Edición: Marcelo Maidana


"Aquí descansa en paz el hombre que fue la alegría del pueblo". Así está escrito en su lápida en Pau Grande, un poblado cerca de Rio de Janeiro, infestado de favelas y perdonavidas. Hoy, se cumplen 41 años de su muerte y, todavía, la sola mención de su nombre consigue dibujar una sonrisa en los rostros de los brasileños y de henchir de orgullo sus corazones. El médico, al certificar su muerte a los 49 años, invitada por el vicio del tabaco y el alcohol, dijo "desconocido". Ni idea tenía. Ese profesional de la medicina firmaba que se habían acabado los minutos de descuento del ídolo, en la miseria más absoluta, desnudando lástima de algunos, viva admiración en otros, olvido de una mayoría que ya no lo veían joven ni de corto, regateando como quizás nadie más lo hizo en una cancha de fútbol.

Una madrugada del 20 de enero de 1983 fallecía Manuel Francisco Dos Santos, alias Mané; pero más conocido por su sobrenombre universal bien querido por los malqueridos: Garrincha. En homenaje a un pájaro del Mato Grosso brasileño parecido a él. Feo, negro, torpe y veloz. Y guapo.

Hijo indómito de un indio y una negra, hermano de otros seis, fue el más fulero de todos, medio tonto, con una pierna más corta que la otra y con sus pies girados 80° grados hacia adentro. Fumador de los 10 y tomador de los 11, tuvo 40 amantes, 13 mujeres y otros tantos hijos.
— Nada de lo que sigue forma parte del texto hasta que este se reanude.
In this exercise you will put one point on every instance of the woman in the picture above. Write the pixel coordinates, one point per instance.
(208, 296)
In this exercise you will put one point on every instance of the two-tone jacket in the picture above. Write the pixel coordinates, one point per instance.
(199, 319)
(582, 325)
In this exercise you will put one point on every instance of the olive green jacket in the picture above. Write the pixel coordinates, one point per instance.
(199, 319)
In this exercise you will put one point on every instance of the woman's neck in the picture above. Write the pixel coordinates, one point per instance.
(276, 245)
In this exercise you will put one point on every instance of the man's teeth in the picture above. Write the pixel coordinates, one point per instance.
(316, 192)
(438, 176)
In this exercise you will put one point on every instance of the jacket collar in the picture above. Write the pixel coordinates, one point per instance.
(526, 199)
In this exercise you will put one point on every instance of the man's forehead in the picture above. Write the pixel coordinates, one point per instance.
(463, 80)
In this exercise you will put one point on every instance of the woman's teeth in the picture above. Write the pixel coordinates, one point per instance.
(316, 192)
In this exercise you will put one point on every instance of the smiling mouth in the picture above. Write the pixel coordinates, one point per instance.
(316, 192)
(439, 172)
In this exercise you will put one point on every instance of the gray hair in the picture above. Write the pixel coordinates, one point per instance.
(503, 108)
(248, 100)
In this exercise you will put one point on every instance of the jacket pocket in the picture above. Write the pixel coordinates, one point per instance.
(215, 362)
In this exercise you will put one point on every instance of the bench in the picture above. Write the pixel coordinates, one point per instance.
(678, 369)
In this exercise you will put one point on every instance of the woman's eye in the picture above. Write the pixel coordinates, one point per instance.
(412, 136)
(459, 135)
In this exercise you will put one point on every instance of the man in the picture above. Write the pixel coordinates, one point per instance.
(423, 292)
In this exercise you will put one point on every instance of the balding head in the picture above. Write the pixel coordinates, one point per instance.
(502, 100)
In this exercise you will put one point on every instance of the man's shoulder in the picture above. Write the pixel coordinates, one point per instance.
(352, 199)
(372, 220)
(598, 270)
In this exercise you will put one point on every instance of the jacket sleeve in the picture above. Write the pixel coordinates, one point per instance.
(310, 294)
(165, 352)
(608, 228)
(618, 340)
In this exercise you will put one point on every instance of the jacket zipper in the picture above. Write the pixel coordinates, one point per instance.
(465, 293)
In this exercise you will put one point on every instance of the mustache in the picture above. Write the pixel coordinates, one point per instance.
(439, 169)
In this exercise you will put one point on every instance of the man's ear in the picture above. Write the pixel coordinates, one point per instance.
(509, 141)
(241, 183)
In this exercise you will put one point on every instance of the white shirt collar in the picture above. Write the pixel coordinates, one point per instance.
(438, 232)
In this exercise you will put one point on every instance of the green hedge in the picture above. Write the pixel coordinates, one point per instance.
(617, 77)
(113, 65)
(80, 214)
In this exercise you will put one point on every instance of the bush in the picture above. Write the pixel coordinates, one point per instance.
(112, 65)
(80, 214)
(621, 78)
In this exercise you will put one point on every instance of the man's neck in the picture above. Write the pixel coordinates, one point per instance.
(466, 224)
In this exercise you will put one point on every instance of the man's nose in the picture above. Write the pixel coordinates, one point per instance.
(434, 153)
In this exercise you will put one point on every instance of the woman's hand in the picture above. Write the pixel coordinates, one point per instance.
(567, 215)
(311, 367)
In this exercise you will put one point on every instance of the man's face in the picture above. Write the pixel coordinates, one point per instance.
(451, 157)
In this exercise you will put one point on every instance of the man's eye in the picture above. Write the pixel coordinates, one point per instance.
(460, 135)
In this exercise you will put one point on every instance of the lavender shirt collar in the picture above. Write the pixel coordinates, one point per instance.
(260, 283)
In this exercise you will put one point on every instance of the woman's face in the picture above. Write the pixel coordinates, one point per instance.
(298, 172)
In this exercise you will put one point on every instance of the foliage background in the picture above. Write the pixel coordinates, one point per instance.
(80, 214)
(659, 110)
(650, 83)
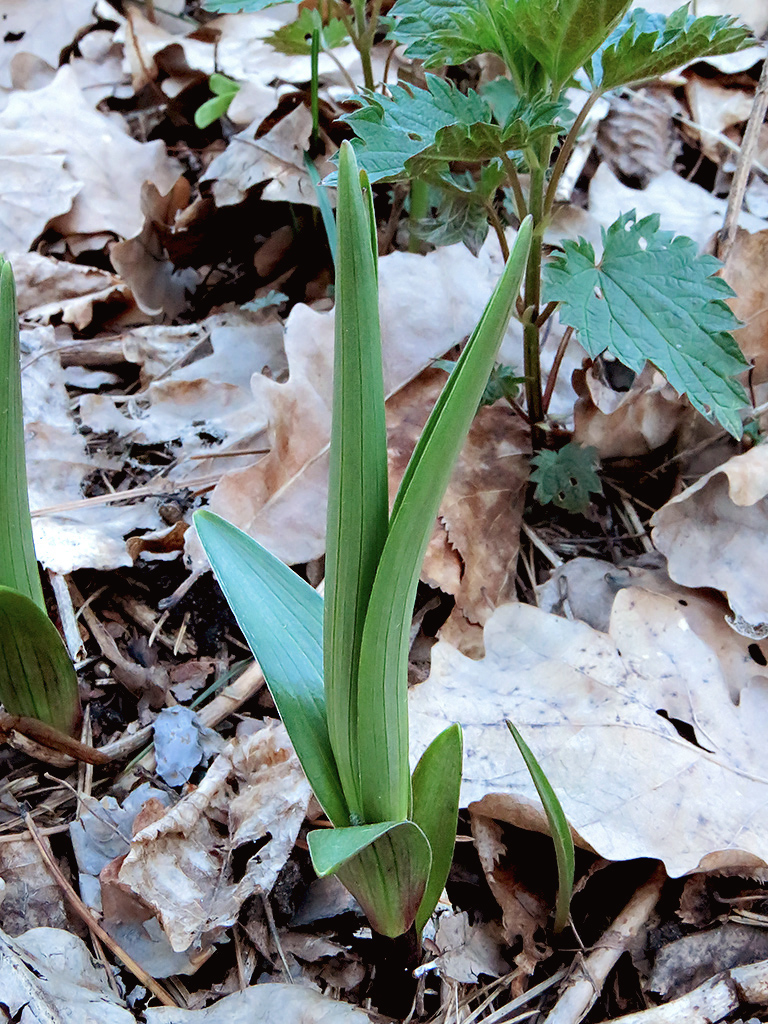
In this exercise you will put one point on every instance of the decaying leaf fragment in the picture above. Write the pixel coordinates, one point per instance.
(590, 707)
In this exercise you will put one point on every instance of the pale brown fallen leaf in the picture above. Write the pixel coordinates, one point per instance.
(684, 208)
(524, 914)
(714, 534)
(625, 424)
(715, 109)
(638, 138)
(42, 28)
(99, 156)
(588, 705)
(142, 261)
(180, 864)
(276, 158)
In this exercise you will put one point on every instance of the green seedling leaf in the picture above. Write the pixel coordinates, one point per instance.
(282, 619)
(296, 38)
(415, 133)
(383, 657)
(384, 866)
(558, 826)
(645, 45)
(566, 477)
(357, 502)
(652, 297)
(436, 784)
(37, 679)
(224, 90)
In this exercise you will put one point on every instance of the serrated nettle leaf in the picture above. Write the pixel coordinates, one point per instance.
(282, 619)
(357, 515)
(436, 784)
(451, 32)
(563, 35)
(37, 679)
(652, 297)
(383, 657)
(384, 866)
(558, 826)
(646, 45)
(296, 38)
(417, 132)
(566, 477)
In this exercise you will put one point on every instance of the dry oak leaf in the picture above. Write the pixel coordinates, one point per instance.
(715, 534)
(42, 28)
(474, 549)
(109, 166)
(590, 707)
(427, 305)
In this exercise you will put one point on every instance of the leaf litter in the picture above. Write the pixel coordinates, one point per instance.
(150, 383)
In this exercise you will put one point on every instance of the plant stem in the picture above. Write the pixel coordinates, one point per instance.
(531, 298)
(498, 226)
(552, 379)
(513, 179)
(565, 151)
(419, 209)
(363, 38)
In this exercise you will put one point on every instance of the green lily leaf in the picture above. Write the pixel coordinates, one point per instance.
(37, 679)
(296, 37)
(417, 132)
(437, 780)
(558, 825)
(282, 619)
(645, 46)
(383, 658)
(357, 502)
(652, 297)
(17, 561)
(384, 866)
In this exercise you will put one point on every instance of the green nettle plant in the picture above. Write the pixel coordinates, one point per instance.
(338, 670)
(649, 296)
(37, 679)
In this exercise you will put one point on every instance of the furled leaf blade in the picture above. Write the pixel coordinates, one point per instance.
(17, 561)
(37, 679)
(357, 502)
(646, 45)
(566, 477)
(282, 619)
(653, 297)
(436, 785)
(383, 659)
(384, 866)
(558, 826)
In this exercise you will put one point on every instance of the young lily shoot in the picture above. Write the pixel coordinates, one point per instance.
(338, 670)
(37, 679)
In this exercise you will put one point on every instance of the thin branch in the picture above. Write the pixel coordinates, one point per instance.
(745, 159)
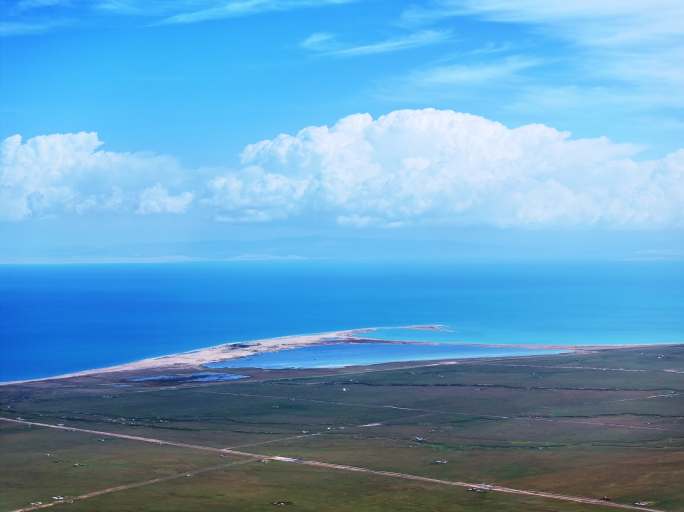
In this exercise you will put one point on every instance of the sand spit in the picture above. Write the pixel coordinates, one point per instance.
(196, 359)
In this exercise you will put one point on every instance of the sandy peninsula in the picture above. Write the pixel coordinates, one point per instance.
(194, 359)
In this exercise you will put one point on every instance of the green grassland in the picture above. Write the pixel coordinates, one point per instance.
(606, 423)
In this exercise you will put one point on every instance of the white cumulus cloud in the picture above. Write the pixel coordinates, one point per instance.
(405, 168)
(69, 173)
(442, 166)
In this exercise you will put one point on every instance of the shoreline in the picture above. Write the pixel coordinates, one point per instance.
(197, 358)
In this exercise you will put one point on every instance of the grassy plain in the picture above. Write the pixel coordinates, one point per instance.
(603, 424)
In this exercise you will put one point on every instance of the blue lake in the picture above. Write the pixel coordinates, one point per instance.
(62, 318)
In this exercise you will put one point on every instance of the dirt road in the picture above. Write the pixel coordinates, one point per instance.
(337, 467)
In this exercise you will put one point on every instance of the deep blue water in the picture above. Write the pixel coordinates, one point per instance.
(61, 318)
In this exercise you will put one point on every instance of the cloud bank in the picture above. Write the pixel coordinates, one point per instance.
(68, 174)
(405, 168)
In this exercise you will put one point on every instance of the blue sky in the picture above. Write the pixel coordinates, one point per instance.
(161, 121)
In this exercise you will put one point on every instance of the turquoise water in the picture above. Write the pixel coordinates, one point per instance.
(326, 356)
(62, 318)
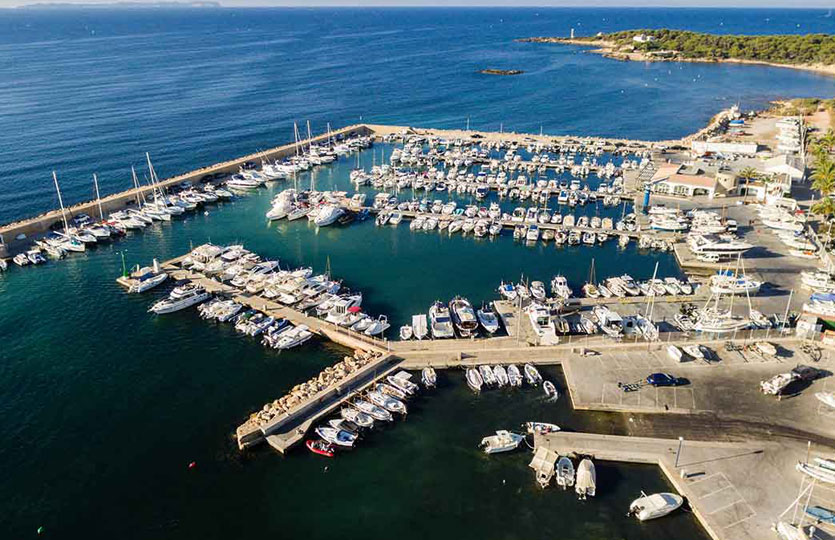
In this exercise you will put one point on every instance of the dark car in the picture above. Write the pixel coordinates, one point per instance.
(665, 379)
(806, 373)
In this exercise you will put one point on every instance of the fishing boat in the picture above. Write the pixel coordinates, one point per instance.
(488, 320)
(500, 375)
(586, 482)
(654, 506)
(320, 447)
(532, 375)
(514, 376)
(337, 437)
(502, 441)
(474, 380)
(565, 472)
(428, 377)
(550, 390)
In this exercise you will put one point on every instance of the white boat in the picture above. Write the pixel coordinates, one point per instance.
(474, 380)
(428, 377)
(655, 506)
(586, 483)
(565, 472)
(532, 375)
(500, 375)
(514, 376)
(827, 398)
(188, 299)
(502, 441)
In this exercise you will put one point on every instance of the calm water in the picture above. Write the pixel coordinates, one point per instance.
(86, 92)
(103, 406)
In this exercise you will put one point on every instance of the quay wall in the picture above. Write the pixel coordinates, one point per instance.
(117, 201)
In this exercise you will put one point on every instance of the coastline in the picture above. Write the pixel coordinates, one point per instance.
(610, 49)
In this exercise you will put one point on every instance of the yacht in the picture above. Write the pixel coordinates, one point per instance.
(463, 317)
(440, 322)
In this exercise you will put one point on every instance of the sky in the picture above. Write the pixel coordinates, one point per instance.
(497, 3)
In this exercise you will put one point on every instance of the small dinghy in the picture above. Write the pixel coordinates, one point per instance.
(532, 375)
(514, 376)
(654, 506)
(827, 398)
(487, 375)
(336, 436)
(358, 417)
(565, 472)
(541, 427)
(428, 377)
(375, 412)
(550, 391)
(586, 480)
(502, 441)
(320, 447)
(406, 332)
(501, 376)
(474, 380)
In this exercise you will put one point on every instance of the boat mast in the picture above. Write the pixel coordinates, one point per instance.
(98, 197)
(61, 202)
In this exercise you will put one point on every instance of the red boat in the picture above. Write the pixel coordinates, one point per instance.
(320, 447)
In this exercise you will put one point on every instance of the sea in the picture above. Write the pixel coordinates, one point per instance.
(104, 406)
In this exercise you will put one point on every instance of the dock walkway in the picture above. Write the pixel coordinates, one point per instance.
(736, 490)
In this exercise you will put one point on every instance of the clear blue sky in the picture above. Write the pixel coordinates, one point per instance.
(497, 3)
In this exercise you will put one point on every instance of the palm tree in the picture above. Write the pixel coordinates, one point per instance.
(823, 179)
(748, 173)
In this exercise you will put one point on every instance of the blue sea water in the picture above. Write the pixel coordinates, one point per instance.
(102, 406)
(87, 91)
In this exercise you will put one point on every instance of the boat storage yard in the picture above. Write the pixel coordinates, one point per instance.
(733, 338)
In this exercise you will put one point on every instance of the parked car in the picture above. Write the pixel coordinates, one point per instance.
(665, 379)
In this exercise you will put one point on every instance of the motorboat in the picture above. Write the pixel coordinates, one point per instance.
(655, 506)
(488, 320)
(372, 410)
(320, 447)
(565, 472)
(514, 376)
(500, 375)
(336, 436)
(463, 317)
(502, 441)
(172, 304)
(440, 321)
(586, 479)
(428, 377)
(532, 375)
(474, 380)
(550, 391)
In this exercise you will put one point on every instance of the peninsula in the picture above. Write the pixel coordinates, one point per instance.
(812, 52)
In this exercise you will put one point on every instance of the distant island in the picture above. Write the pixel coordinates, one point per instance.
(814, 52)
(124, 5)
(501, 71)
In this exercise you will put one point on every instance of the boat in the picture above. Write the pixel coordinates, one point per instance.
(550, 390)
(463, 317)
(514, 376)
(320, 447)
(500, 374)
(502, 441)
(338, 437)
(655, 506)
(474, 380)
(827, 398)
(375, 412)
(187, 299)
(586, 480)
(565, 472)
(488, 320)
(428, 377)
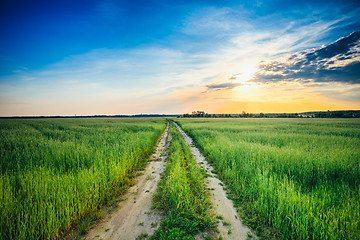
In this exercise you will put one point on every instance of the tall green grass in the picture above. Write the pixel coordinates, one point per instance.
(299, 176)
(182, 194)
(53, 172)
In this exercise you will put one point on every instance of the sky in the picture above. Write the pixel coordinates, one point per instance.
(95, 57)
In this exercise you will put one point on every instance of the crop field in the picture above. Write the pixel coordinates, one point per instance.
(55, 172)
(299, 176)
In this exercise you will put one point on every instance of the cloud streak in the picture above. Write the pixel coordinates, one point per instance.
(337, 62)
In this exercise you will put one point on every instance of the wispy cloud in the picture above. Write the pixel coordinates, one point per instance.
(337, 62)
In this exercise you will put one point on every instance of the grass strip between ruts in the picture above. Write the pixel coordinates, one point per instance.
(182, 194)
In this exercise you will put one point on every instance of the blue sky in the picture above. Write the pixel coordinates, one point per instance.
(127, 57)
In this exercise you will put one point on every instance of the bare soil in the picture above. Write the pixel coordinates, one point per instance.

Compartió un amor tormentoso con la cantante Elza Soares -primereando a un presidente-, esa mujer de voz ronca y llena de dinamita sensual, llamada “la reina del Bossa Negra”; en su época de gloria y embriaguez y con quién denunciaba gemidos y también maltratos y fue, quizás, el mejor jugador de todos los tiempos en donde se juega el mejor fútbol de todos. Sólo la leyenda de Pelé evita esa definición y con quién -juntos- en la selección jamás perdieron un juego. Fue campeón con el Botafogo tres veces. El club de su vida (que hoy lo extraña a horrores), aunque pasaron otros. Y dos veces campeón mundial con su selección, donde lo reventaban a patadas los "Joao" (para él todos sus rivales se llamaban así).

Dijeron que ese patizambo nunca podía caminar. Sin embargo, fue un fuera de serie, que enloqueció a sus rivales e hizo delirar a los que lo iban a mirar, desacreditando a los expertos que un retardado así no podía jugar tan bien. Nunca paró de sufrir como lo marca una frase suya, lapidaria: "Mi vida es una lucha entre el bien y el mal, pero siempre pierdo yo".

Ser Garrincha no bastó con la alegría, también tuvo que ser salvaje; desmontar los prejuicios, destronar el dictamen científico, arrollar la visión normal y equilibrarse en un mundo que no lo tuvo recto, con sus piernas desajustadas, las rodillas ladeadas y la columna encorvada. Para él lo simple no estaba en el lenguaje ni en las formas, más bien en una animalidad sobreviviente, fluida y desconcertantemente natural.

Con su cuerpo contaminado, aferrado a los recuerdos y a una fría cerveza, un día dijo chau, no va más. Cerca del lugar de su nacimiento.
Adonde como un salmón del destino vuelve a dejar sus huesos maltrechos, junto al humo del tabaco y el alcohol llenando cada una de sus venas. Y se fue como ese pájaro rápido y torpe que era. Una marea humana lo acompañó hasta su descanso final. Fue una despedida incomparable a uno de sus artistas más amados. Que terminó como arrancó. Sólo, triste, abandonado. Otro pobre y pequeño mortal que ayudó a un país a suspender sus tristezas; que vuelven irremediablemente y en donde ya no hay un Garrincha disponible. Se fue a volar y nunca más lo atraparon. Héroe trágico que quemó sus alas prematuramente. Sin molde, sin paz, sin olvido. Que mira el Maracaná repleto y se ve siendo velado.